Other information also appears on the clips – when loaded EDIUS sometimes performs some work in the background to make them more usable, like writing a picture of the sound so that you can zoom into the waveform display, or “indexing” complex compressed files to make them easier to use. All this happens in the background and generally does not affect your computer (when using a modern 64 bit machine). EDIUS can even copy clips from one location to another in the background and once finished copying will relink the files used to the new copies – all without any intervention from you.

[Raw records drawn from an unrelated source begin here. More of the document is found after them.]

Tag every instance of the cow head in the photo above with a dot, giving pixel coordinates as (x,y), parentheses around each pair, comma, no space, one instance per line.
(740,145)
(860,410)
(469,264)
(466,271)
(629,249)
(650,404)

When you have lots of clips in a project sometimes you have problems finding the ones you want. EDIUS has two ways of searching for clips in the bin. You can use the Quick Search filter bar. Simply press the F3 key and enter a search term. The clips that match the search term will appear as you type. This feature can be filter by clip names, clip comments, file names or reel names. Plus, it keeps a history of previous search words, for you to quickly switch to.
You can also set up a search bin – which is constantly updated as you work. You specify the criterion – for example set up a bin which displays all the sequences in your project regardless of which bin they are stored – and any time you add a sequence this bin will be updated. You can also specify searches based on several criterion – for example all the clips with the word BRIGHTON on the name filmed in December 2011.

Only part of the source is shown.